Ever yell at a golf ball to make sure it goes into the hole? Ever do a little dance so a bowling ball doesn’t go into the gutter? Ever lean and stretch to make sure the fly ball doesn’t go foul?

Welcome to the world of sympathetic magic. In this, you are no different from the cavemen(women?) who painted those beautiful scenes of the hunt in the caves at Lascaux—the very first art we know about. The art, the passionate exhortations, the bodily contortions, are all examples of what Carl Gustav Jung referred to as the “participation mystique.” This is the belief that we are somehow mystically tied to things outside of ourselves (from a wooly mammoth to a Titleist Pro V1 golf ball—pick your poison); and with the right form of manipulation (“participation”) we can get them to do what we want them to do (die in the hunt or drop in the hole for a birdie). Cantor Rockman reminds me of Carlton Fisk waiving the ball on for his walk-off home run to win Game 6 of the 1975 Series.

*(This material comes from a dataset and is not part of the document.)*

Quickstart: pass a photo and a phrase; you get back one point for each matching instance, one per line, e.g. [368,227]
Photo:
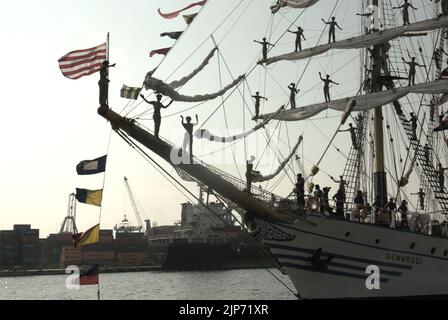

Great “body English” notwithstanding, I seriously doubt that leaning to the side will change the course of flight of a ball, or that reciting “Cmon, c’mon, c’mon” will keep a kicked football between distant goal posts. But in our prayers, we have some examples of “participation mystique” that really have had an effect. One we have already studied: the gathering of our four tzitzit, the fringes on the corners of the tallit, when we pray right before the Shema, “Bring us from the four corners of the earth and lead us honorably to our land.” This isn’t hocus pocus. It’s not like waving a magic wand. Instead, the very fact that we have said this prayer at a dramatic moment, and with “choreography,” every single day for centuries is a striking reinforcement of the idea that we will indeed, someday, be gathered from the four corners of the earth and return. In other words, it has had a practical impact.

So, too the prayer right before the Amidah, tzur yisrael. “Rock of Israel, rise in defense of Israel…”. At precisely the time we ask G-d to “rise in defense of Israel,” we rise in preparation for the Amidah (literally, the “Standing Prayer”). Again, no hocus pocus. G-d doesn’t arise for us just because we arise for G-d. There is instead something awesome about the image of Jews “arising.” If history has taught us anything, it is that we must “arise” if we are to survive. Menachem Begin wrote, “When a Jew anywhere in the world is threatened or under attack, do all in your power to come to his aid. Never pause to wonder what the world with think or say. The world will never pity slaughtered Jews. The world may not necessarily like the fighting Jew, but the world will have to take account of him.”